光成は思いが至らなかったこと、先にいわせてしまったことを謝り、武蔵を車にのせる。とはいえ、光成は計算づくだろう。車は東京ドーム地下闘技場にむかう。武蔵じしんのくちからそこに向かわせるよう仕向けたのである。そのうえ、すでに「会わせたいひと」が準備されているようである。
闘技場に立ち、歯や爪の混ざった砂をすくいあげて、武蔵は落ち着きを取り戻す。そこへ、刀をもったひとりの老人がやってくる。光成は佐部京一郎と紹介する。現代日本で並ぶものなき剣法家だというのだ。
つづく。
佐部京一郎・・・どっかで見た名前だけど誰だっけとおもい調べたら、拳刃に出てきたあのひとか。独歩と立会い、畳をつかったへんな技で独歩がぎりぎり勝利したやつ。ピクルや勇次郎のあとで考えると微妙だが(それをいったら武蔵じしんがそうだが)、若いころの独歩がぎりぎり勝利するような、わりとホンモノだ。刀での勝負では、技をもらえば致命傷は避けられないため、勝敗がくっきりしている。「どちらかというと負けた」とか、「ある意味勝ってた」とか、そういう言い訳はたたない。独歩は素手だったが、あの勝負が紙一重だったのは、つまり刀の切れ味によるものである。あのへんな畳の攻撃がうまくいかなければ、最初の一撃をくらっていた。そしてくらっていれば負けている。たたかいに刀が入るだけで、勝敗はそういうものになるのである。
とはいえ、素人が刀を握ったってつかえるわけもないし、そういう勝負にもっていける技量があるということなのだから、やはり佐部がホンモノであるとみていいだろう。よくわからないが、どうも刀を2本もってるっぽいので、刀で勝負することになるのかもしれない。音楽の世界ではモーツァルトやジミ・ヘンドリックスと並んで天才といわれることの多いチャーリー・パーカーは、ライブ会場に楽器をもっていくのを忘れて、観客のもっていたオモチャのサックスでプレイしたことがあるそうだが、それは極端な例としても、果たして武蔵は武器を選ぶ人間なのだろうか。道具にこだわらないのが天才といわれればそんな気もするし、こだわらないようでは所詮二流であるといわれればそんな気もする。しかし、武蔵がバキ世界の人間としてやっていくためには、たぶん道具にこだわらないタイプであることが好ましいだろう。もし逆だと、ほとんどの人物が身ひとつでたたかうなか、心配しなければならないことがひとつ多いぶん、武蔵はほかのものに遅れをとることになってしまうからだ。

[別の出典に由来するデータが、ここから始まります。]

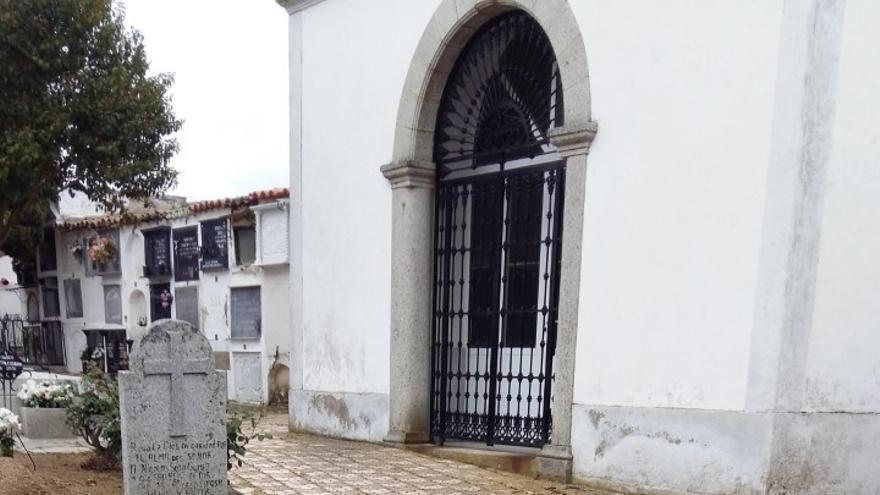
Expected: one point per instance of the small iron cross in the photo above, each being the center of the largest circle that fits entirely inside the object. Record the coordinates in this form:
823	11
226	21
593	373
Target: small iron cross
177	367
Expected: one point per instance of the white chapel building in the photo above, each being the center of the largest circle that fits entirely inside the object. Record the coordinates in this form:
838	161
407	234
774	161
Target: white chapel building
637	238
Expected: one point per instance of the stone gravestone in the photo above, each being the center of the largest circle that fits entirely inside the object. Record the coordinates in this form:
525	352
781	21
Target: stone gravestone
173	406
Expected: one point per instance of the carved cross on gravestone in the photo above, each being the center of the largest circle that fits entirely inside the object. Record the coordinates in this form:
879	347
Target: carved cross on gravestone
173	415
177	367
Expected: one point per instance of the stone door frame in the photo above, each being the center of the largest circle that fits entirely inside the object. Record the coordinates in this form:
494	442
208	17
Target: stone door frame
412	177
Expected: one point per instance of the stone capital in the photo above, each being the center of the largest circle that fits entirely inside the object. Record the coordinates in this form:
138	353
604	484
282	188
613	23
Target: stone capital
574	139
294	6
410	174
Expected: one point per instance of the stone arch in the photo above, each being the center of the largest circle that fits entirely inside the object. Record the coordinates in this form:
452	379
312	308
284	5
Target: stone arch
448	31
412	177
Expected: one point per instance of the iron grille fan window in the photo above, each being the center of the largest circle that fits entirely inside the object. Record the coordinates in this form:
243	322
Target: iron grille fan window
498	234
502	98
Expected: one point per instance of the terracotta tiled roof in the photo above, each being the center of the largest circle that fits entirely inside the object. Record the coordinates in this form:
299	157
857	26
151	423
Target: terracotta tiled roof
239	201
154	215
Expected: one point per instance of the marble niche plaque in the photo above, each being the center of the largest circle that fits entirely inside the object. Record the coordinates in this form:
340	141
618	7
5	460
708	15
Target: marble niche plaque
173	406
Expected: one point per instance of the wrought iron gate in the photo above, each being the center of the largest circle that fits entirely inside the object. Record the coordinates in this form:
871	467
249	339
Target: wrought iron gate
496	292
498	233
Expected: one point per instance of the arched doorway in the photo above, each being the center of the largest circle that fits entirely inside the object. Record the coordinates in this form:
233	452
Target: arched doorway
413	177
497	237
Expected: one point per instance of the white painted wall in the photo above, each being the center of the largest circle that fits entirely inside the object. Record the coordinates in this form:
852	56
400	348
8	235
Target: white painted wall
12	297
843	368
683	94
351	92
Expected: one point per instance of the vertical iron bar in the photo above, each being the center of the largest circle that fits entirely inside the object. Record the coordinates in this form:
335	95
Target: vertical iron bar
444	336
554	304
433	415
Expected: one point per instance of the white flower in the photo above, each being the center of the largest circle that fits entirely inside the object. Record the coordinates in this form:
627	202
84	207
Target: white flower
8	421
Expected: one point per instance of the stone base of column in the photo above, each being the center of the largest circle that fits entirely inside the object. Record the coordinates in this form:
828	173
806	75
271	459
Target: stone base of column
401	437
555	463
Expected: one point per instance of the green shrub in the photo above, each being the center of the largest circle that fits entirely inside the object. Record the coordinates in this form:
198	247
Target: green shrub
241	428
94	413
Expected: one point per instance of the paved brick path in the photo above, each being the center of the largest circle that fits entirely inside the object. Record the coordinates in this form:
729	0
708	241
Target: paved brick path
309	465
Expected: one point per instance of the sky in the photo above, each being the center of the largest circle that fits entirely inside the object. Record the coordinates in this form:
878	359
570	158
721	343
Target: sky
229	59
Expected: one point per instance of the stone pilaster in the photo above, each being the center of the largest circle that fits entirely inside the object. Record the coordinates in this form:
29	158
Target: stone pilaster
412	198
573	143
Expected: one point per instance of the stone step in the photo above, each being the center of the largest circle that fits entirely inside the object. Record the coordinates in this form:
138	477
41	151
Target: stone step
518	460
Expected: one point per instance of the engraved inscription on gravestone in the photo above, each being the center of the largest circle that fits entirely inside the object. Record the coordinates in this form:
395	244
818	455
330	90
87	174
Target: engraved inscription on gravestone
215	240
173	406
186	253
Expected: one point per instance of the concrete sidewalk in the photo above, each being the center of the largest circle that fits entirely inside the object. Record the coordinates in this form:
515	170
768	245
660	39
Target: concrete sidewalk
305	464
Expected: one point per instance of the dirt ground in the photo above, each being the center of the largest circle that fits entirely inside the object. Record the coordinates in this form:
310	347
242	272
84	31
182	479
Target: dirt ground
56	474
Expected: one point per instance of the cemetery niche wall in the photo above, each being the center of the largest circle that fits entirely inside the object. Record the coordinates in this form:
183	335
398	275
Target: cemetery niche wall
171	259
173	414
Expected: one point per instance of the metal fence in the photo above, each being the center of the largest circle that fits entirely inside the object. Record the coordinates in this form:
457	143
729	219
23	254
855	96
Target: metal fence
37	344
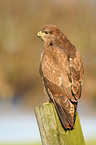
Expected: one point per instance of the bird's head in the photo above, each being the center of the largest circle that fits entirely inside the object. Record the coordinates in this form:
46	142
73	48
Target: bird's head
50	33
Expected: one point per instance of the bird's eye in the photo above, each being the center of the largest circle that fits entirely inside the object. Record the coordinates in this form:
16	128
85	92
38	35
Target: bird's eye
46	32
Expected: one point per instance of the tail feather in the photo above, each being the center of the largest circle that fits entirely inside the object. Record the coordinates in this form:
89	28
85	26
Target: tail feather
66	113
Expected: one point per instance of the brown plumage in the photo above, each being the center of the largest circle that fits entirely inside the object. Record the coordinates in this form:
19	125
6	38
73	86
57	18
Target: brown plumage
61	69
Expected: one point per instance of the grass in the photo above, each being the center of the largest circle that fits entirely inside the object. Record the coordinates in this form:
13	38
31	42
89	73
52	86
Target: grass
20	143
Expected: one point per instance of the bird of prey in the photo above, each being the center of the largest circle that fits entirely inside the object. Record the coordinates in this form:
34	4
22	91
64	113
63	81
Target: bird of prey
61	69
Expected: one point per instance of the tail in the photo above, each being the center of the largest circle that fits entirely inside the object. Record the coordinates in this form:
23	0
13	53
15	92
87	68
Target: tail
66	111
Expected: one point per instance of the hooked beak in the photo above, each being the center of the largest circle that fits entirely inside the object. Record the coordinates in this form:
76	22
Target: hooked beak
40	34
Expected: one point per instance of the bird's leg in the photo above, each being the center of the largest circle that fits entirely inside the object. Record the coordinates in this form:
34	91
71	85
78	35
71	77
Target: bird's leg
50	101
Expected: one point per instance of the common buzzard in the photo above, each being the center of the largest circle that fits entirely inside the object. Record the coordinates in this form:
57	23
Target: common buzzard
61	69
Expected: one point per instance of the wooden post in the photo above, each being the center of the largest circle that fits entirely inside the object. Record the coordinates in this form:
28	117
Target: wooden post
51	130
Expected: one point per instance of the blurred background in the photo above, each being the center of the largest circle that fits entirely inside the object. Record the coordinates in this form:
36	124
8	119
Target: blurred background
21	88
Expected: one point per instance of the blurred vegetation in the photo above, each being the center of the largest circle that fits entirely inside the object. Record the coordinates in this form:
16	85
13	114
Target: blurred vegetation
20	50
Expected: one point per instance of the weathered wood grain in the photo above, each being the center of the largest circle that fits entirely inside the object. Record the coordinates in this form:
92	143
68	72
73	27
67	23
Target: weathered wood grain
51	130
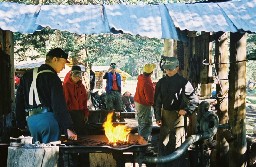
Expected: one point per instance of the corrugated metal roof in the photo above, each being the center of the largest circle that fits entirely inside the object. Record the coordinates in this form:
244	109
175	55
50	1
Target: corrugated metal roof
19	17
80	19
200	17
135	19
241	13
159	21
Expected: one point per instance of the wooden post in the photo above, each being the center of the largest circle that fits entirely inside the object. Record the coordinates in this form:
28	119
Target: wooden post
6	72
168	47
221	60
203	45
236	99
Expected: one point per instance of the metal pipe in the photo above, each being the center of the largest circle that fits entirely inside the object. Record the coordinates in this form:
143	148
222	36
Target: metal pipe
176	154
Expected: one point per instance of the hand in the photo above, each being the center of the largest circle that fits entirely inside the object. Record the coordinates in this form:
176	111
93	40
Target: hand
71	135
159	123
182	112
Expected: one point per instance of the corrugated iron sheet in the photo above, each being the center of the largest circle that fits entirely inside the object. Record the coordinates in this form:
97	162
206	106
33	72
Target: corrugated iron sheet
200	17
19	17
241	13
80	19
158	21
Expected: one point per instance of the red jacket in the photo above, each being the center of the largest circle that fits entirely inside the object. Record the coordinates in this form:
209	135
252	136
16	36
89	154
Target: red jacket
75	95
145	91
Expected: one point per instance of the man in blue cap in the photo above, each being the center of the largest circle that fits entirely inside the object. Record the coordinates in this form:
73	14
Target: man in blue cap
40	102
113	91
174	99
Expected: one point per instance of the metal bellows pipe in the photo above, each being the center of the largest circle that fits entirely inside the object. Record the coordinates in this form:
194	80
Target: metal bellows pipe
176	154
208	124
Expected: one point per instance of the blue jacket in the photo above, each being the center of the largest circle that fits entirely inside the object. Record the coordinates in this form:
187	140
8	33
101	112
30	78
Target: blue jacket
109	77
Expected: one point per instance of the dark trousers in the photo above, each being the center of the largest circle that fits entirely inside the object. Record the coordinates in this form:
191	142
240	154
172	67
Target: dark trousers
173	131
77	117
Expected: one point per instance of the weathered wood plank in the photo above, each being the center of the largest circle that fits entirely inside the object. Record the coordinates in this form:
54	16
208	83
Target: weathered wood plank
33	157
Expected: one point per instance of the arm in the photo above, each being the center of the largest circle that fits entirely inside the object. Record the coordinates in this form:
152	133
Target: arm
59	106
105	75
190	100
20	107
157	102
149	93
66	94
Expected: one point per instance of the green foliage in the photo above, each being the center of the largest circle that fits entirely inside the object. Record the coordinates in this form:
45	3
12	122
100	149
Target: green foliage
128	51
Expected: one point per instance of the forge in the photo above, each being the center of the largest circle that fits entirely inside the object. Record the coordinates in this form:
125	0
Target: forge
95	146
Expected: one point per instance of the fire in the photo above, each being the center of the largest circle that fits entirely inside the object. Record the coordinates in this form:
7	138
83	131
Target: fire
117	133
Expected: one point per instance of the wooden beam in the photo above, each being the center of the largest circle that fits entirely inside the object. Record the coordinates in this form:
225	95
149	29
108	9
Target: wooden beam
236	99
6	72
221	65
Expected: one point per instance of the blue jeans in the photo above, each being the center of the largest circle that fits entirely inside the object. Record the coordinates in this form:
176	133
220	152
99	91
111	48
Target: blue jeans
144	116
43	127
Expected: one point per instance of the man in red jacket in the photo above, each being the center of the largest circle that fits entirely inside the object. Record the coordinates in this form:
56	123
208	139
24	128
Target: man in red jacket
76	99
144	100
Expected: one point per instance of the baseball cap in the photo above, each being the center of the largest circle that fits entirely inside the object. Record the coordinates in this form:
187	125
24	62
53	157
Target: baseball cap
58	52
113	65
171	63
148	68
76	70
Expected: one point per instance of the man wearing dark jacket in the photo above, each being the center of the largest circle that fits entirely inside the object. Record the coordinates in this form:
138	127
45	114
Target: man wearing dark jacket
113	89
174	99
40	103
144	100
76	99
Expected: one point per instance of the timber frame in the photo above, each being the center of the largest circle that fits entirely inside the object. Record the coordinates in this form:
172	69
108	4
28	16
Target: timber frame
231	89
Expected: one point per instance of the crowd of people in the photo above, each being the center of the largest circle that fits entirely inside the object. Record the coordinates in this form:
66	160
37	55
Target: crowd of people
50	108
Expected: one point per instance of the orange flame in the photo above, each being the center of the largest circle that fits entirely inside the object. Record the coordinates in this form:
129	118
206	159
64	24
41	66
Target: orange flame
115	133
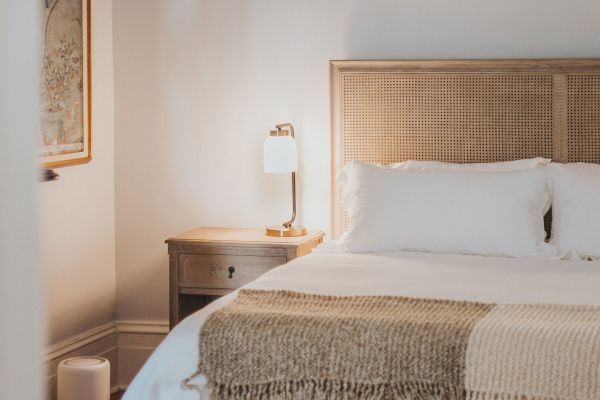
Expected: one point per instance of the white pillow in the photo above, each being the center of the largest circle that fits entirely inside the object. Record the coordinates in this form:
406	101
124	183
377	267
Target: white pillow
576	208
487	213
516	165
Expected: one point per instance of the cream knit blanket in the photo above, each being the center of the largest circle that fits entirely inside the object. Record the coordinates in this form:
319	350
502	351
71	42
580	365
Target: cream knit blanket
288	345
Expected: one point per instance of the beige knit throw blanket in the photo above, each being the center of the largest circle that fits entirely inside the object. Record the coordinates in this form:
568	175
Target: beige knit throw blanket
287	345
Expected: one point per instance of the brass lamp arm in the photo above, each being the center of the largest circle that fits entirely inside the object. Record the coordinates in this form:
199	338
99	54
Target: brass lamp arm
286	125
289	223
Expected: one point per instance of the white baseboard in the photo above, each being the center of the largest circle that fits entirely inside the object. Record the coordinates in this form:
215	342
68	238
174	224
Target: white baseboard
136	341
126	344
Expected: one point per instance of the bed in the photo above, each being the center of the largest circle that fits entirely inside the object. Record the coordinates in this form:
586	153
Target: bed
452	111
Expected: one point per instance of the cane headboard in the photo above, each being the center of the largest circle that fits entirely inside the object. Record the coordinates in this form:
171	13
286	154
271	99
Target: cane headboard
462	111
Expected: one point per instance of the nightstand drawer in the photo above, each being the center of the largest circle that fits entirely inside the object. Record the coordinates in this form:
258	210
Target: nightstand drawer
212	271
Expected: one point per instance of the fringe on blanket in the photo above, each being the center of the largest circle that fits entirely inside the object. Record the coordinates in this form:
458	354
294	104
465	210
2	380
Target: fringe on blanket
330	390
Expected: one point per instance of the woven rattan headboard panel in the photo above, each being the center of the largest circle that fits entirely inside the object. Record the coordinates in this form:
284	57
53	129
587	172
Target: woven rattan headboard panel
462	111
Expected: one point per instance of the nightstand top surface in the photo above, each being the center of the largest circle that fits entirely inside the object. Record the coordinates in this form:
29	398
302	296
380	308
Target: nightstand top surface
241	236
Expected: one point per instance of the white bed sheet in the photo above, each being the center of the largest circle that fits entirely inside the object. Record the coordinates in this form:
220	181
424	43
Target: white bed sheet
326	271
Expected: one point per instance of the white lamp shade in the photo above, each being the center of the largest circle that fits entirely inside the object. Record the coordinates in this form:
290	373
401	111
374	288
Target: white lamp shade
280	154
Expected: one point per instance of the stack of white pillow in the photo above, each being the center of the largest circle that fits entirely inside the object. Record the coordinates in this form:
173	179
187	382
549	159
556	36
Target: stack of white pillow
494	209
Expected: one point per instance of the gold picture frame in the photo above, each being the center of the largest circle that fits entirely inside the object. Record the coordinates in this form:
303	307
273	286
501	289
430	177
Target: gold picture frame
66	84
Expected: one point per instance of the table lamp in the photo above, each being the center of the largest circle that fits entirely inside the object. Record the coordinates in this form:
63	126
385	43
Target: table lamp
281	156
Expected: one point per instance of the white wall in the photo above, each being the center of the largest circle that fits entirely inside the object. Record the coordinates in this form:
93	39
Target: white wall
200	82
78	213
21	328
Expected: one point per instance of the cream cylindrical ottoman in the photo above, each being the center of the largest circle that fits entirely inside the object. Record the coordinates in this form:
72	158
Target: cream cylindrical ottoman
84	378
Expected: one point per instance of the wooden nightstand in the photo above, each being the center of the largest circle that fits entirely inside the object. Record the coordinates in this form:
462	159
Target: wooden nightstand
206	263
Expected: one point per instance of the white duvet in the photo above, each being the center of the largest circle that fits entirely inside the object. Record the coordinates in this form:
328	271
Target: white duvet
456	277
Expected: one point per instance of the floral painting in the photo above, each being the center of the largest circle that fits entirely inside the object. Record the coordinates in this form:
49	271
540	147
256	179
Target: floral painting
65	136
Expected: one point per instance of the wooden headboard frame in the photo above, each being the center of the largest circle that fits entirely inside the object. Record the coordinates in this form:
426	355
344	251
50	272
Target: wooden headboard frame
462	111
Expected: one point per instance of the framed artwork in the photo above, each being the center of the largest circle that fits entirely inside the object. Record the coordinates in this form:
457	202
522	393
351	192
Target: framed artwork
66	92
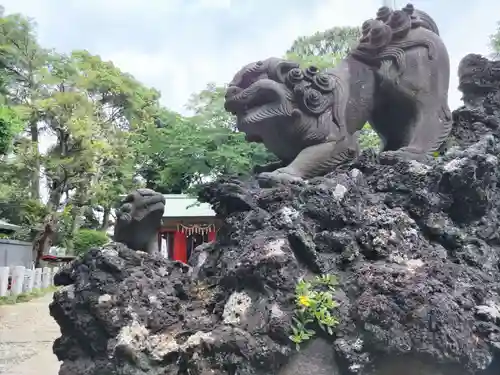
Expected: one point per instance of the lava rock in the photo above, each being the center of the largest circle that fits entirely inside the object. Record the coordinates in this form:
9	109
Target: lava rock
415	248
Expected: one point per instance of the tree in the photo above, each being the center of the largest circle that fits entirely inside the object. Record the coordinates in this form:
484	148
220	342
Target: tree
495	42
336	41
23	63
324	50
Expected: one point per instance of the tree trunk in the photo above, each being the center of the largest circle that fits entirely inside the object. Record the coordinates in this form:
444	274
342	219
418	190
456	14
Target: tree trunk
105	219
35	177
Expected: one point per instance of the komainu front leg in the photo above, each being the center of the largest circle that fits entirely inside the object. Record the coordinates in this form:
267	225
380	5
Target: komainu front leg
270	167
315	161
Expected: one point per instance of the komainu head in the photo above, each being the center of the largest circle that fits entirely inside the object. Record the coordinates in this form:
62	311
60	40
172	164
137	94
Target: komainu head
278	93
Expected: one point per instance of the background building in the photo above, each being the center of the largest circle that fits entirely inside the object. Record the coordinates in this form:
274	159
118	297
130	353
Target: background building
186	224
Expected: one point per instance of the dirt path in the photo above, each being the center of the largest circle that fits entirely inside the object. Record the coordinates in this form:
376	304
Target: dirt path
27	332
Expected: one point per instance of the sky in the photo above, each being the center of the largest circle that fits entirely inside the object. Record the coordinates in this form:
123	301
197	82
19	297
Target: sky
178	46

そして、佐部は人斬りとして業界では有名な人物である。戦後の混乱した時期のことであるとはおもうが、それでも昭和の日本である。その経験は現代人としては大きいとおもうが、果たして武蔵に通じるものか。いくさというとつい無双のゲームの映像を思い浮かべてしまって感覚が狂ってることを思い知らされるが、それでも、佐部以上にさくさくひとを斬っていたはずである。たしか武蔵は微妙に戦国時代の後半から活躍をし始めていたはずで、若いころ関が原に参加したとかしなかったとか、そんなうわさをネット見たような気がしないでもないが、そうすると、あるいはほとんどの有名な決闘は江戸時代に入ってからということになるだろうか。こう見ると、佐部の来歴は武蔵のものとちょっと似ている。どちらも、戦争時代が終わり、世の中が平和に収められつつあるなか、真剣勝負をくりかえしていたわけである(たぶん動機は異なるけど)。とはいえ、切捨て御免などということばもあることだし、根本的に「ひとを斬る」という感覚は異なっているのではないかとおもわれる。なんというか、「何人斬った」とカウントするということじたいが、いかにも法治国家の国民という感じだ。もちろん、どんなに剣術が強くても、その経験があるとないとでは、とりわけ武蔵のようなものを前にしたばあい、ぜんぜんちがってくるだろうけれど、いかにもそれは武蔵の時代のフォロワーという感じで、ふるまいとしてはその模型のようにおもえる。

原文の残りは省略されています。